V2 SDK Provider is unexpectedly removing a nested block from state

:wave:t2:

So I’ve discovered an issue with our provider (still currently using the v2 SDK) that I’m not sure how to resolve because it’s unclear to me how it is even possible in the first place.

I have a ‘service’ resource that contains two nested blocks ‘A’ and ‘B’ (within our provider these nested blocks are setup as their own resources of sort and so they have their own CRUD lifecycle functions).

When it comes to our provider processing these nested blocks, they are done in the order ‘A’, then ‘B’.

I add the nested block ‘B’ to my service resource config and I successfully run a terraform apply. This results in the main ‘service’ resource and the nested ‘B’ block resource both being created via our API.

The problem occurs when I add to my config an incorrectly configured nested block ‘A’, while at the same time removing the nested block ‘B’ from the configuration.

What happens (I’m using TF_LOG=TRACE) when I run terraform apply I see that our Terraform provider calls our API for the nested block ‘A’ (remember A is processed first by our provider) and the API returns an error (because we configured the nested block with an invalid attribute value). The Terraform provider then reports the error and stops. There is no call to our API for deleting the nested block ‘B’ and so that item still exists as far as our API is concerned.

Inside our Terraform provider it is setup such that ‘A’ is always processed before ‘B’ (hence why in the logs we can see the API for ‘A’ was called first, and because that failed we didn’t see a call to our API for ‘B’).

But if I now run terraform show, I can see two things:

  1. Our ‘A’ nested block attribute exists in our state (with invalid value).
  2. Our ‘B’ nested block attribute is removed from the state.

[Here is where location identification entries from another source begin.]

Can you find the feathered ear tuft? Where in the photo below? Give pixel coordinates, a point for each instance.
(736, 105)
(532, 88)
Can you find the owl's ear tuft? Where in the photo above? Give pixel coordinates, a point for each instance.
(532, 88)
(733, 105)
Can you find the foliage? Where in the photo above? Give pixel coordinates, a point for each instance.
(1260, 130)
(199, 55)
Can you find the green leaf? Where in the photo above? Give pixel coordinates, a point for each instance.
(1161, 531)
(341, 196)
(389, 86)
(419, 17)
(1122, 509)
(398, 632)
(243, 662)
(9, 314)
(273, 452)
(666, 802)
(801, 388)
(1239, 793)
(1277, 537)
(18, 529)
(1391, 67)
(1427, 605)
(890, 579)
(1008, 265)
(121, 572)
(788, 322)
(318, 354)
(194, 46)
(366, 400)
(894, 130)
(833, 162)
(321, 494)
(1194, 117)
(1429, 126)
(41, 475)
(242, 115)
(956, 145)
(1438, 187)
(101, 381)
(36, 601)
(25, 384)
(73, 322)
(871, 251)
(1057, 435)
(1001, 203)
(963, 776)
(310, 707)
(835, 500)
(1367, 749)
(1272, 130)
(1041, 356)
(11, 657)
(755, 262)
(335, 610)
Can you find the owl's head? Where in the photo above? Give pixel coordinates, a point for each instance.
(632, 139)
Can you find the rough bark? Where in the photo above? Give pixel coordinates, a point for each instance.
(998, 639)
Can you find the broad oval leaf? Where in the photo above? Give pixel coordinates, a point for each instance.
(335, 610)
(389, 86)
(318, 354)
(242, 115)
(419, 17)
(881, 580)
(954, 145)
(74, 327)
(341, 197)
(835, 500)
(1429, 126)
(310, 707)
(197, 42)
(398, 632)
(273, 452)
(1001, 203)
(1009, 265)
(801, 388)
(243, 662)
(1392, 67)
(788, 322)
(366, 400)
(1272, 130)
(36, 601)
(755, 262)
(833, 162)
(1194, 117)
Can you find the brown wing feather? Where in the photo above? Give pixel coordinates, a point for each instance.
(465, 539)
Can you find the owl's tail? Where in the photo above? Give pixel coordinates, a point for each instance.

Neither of which I expected because of the error returned when trying to create ‘A’.

I expected, once our Terraform provider had returned the error from the ‘A’ block’s Create function, because of the error, for no state changes to have been made.

Similarly, because the ‘B’ block’s Delete function was never actually called, I again expected there to be no state changes.

But clearly the state has been updated and this is confusing to me.

Any ideas why this might happen?

Thanks.

Can you share some code or logs?

My understanding is that only whole resources have Create functions (that Terraform knows about) - but you seem to be suggesting your blocks have Create functions too… is that an extra abstraction you have built on top of SDKv2 yourself?

Correct it’s an extra abstraction layer. I don’t fully understand it as I’ve inherited this code base but you can see the implementation here…

An example resource is terraform-provider-fastly/resource_fastly_service_vcl.go at main · fastly/terraform-provider-fastly · GitHub and an example nested block would be any of the listed items in that file, like…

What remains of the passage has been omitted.